- Notre Société travaille intensément à rendre nos lieux de mission plus sûrs pour les plus vulnérables, en particulier les enfants. En relisant certains des textes de notre fondateur (1), nous pouvons découvrir que ce travail d’aujourd’hui s’enracine dans l’action et la volonté de notre fondateur. Dans le domaine de la prévention des abus sexuels, le Cardinal Lavigerie fut probablement (2) un précurseur. Dans une lettre du 30 octobre 1883 adressée au P. Bridoux, Vicaire général de la Société des Missionnaires d’Afrique, le Cardinal Lavigerie rappelle qu’en matière de prévention
il n’a pas été assez strict sur le cadre dans lequel la mission auprès des plus jeunes doit être faite ; il rappelle aussi certaines précautions requises. Cette lettre fait suite à une sanction et un renvoi d’un membre de la Société ayant probablement abusé d’un enfant :
« J’ai reçu votre lettre sur la triste affaire que vous m’avez fait connaître, le coupable a tout avoué ; il va partir incessamment. (…) Ce malheureux exemple doit donner à réfléchir aux membres du Conseil, sur la sévérité des règles à adopter dans tous nos établissements, pour prévenir des faits semblables ! Quelques-uns ont trouvé mes précautions trop sévères, et il se trouve au contraire que je n’avais pas tout prévu ; à la défense des chambres, il faudrait ajouter celle de se trouver seul, en quelque lieu que ce fût, avec un enfant à moins que l’on ne puisse y être vu de tous. ‘Qui stat, videat ne cadat’ (3) » (4).
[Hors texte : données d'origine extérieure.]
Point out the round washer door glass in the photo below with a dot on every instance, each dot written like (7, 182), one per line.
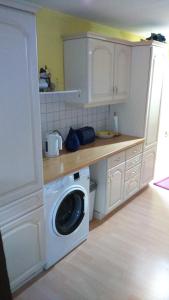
(70, 212)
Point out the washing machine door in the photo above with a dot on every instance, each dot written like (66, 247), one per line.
(70, 213)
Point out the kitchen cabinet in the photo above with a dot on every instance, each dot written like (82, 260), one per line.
(154, 96)
(20, 159)
(141, 115)
(23, 246)
(21, 202)
(132, 181)
(115, 186)
(100, 69)
(117, 178)
(122, 74)
(148, 165)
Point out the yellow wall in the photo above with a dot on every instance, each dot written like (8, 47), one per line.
(52, 25)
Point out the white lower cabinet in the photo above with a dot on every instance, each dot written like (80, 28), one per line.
(117, 178)
(23, 246)
(115, 186)
(132, 182)
(148, 165)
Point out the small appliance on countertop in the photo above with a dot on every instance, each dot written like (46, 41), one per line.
(77, 137)
(86, 135)
(53, 144)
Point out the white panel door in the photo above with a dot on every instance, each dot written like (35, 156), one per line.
(101, 60)
(148, 165)
(23, 245)
(154, 97)
(115, 186)
(122, 72)
(20, 151)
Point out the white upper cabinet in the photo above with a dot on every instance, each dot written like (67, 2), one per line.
(101, 61)
(100, 69)
(154, 97)
(20, 159)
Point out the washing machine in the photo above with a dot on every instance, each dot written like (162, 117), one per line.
(66, 204)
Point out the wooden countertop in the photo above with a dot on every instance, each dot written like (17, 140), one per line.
(68, 162)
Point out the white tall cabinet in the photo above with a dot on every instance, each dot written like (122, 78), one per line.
(21, 204)
(140, 117)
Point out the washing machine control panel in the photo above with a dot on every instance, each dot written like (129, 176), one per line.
(76, 176)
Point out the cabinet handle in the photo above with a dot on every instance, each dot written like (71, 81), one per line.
(113, 90)
(117, 159)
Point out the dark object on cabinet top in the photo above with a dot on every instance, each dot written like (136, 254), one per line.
(157, 37)
(86, 135)
(72, 141)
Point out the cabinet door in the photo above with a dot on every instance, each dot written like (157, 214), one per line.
(101, 60)
(131, 187)
(115, 185)
(20, 159)
(148, 164)
(23, 246)
(122, 72)
(154, 96)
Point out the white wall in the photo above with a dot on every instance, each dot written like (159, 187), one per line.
(56, 114)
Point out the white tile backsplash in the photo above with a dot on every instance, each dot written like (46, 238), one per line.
(56, 114)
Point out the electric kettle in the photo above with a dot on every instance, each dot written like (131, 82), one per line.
(53, 144)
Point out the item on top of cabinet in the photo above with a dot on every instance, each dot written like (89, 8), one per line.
(86, 135)
(45, 84)
(116, 123)
(72, 141)
(53, 144)
(105, 134)
(157, 37)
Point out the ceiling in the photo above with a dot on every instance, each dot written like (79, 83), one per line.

Il est possible d’entendre dans ce passage, la tristesse qui habite le cœur du Cardinal en découvrant qu’un membre de la petite Société qu’il a fondée ait pu commettre une telle horreur. Du profond de son cœur, il tire une détermination à faire des lieux de la mission, des lieux sûrs pour les enfants. On peut aussi lire dans ces propos que son action en ce domaine n’a pas été reçue avec la nécessaire bienveillance qui lui était due : « Quelques-uns ont trouvé mes précautions trop sévères. » Il est intéressant de voir que c’est encore le cas aujourd’hui, certains trouvent nos précautions trop sévères. Mais en paraphrasant le Cardinal Lavigerie, nous pourrions, nous aussi dire : « Il se trouve au contraire que nous n’avions pas tout prévu. »
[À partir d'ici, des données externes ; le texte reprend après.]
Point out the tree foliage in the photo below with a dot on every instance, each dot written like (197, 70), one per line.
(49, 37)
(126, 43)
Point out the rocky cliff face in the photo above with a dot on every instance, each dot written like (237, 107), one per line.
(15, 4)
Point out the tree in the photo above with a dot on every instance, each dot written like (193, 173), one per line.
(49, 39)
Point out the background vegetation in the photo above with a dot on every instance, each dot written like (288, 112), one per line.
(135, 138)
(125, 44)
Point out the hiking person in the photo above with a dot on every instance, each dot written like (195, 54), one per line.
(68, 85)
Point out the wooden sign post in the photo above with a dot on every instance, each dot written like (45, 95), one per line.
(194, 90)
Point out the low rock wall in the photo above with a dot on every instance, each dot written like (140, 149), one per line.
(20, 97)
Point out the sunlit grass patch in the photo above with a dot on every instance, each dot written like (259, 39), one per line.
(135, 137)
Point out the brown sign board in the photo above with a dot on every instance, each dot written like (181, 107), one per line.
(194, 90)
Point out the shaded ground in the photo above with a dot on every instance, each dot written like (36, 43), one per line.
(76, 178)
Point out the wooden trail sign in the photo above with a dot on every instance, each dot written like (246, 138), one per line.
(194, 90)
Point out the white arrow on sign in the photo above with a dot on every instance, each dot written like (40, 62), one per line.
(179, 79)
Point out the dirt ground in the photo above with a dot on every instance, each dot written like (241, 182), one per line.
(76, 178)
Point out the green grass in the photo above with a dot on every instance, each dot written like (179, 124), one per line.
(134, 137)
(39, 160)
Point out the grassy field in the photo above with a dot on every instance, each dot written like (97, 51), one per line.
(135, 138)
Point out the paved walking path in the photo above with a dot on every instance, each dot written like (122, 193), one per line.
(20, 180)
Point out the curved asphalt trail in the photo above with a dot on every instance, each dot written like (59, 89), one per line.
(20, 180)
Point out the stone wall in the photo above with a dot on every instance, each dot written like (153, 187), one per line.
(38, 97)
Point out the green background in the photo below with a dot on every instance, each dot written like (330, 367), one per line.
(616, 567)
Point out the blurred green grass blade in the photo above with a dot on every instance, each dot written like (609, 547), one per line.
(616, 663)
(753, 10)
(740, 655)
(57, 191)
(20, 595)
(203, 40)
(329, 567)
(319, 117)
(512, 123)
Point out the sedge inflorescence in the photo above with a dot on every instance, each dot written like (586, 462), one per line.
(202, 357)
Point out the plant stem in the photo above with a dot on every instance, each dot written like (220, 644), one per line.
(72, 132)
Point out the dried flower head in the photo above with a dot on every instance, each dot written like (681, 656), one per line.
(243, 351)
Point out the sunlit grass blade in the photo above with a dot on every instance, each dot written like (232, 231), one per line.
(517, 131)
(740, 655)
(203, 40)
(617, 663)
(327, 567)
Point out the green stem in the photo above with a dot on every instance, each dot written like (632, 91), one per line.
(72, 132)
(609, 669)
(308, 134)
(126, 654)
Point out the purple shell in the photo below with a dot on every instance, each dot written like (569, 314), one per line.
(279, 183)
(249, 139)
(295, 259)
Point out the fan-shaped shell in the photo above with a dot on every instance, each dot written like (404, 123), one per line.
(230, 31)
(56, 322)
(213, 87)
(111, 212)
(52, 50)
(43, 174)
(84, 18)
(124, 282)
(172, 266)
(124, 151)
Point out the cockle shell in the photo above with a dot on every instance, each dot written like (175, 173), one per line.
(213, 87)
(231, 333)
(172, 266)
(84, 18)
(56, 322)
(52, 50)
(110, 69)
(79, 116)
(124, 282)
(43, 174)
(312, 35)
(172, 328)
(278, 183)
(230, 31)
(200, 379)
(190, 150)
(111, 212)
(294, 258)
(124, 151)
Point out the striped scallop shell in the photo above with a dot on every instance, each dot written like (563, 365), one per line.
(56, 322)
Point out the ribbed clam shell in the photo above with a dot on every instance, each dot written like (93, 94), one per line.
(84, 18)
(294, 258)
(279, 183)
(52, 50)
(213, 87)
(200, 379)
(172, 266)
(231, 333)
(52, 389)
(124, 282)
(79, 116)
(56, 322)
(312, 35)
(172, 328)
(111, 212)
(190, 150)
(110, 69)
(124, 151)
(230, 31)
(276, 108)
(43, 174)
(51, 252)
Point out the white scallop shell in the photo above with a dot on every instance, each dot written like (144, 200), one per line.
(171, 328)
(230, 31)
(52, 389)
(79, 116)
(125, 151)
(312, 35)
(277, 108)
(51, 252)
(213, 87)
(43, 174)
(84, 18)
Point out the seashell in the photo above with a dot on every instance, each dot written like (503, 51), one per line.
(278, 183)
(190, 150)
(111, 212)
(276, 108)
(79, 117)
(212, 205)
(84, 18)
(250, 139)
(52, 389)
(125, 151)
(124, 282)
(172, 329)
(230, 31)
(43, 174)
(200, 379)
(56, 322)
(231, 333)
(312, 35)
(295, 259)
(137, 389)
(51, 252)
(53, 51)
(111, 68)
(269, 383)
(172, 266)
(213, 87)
Dans une autre correspondance en date du 31 mai 1886, le Cardinal Lavigerie refuse au Père Burtin, responsable d’une école à Rome, la possibilité d’acquérir un jardin privé pour les enfants de l’école. L’acquisition de ce jardin et son adaptation entraîneraient une division de la communauté et la règle de trois ne serait plus respectée. Le Cardinal y voit un très grand danger qu’un des Pères ne se retrouve seul avec les enfants, ce qui pourrait entraîner des risques pour la mission et les enfants :
« Il ne m’est pas possible de vous laisser entrer dans une telle voie. Cela diviserait la Communauté et amènerait dès lors des inconvénients bien autrement graves que celui que vous me signalez. Notre règle de 3 Pères toujours ensemble se trouverait violée dans son esprit. Nos précautions si nécessaires et sanctionnées partout ailleurs par des peines spirituelles si sévères pour empêcher les Pères de se trouver seuls avec les enfants seraient abandonnées ; un jour ou l’autre vous auriez en plein Rome quelque infamie qui déshonorerait à jamais votre petite Société devant tout l’univers catholique, car vos jaloux et vos ennemis ne sont ni aveugles ni muets. » (5)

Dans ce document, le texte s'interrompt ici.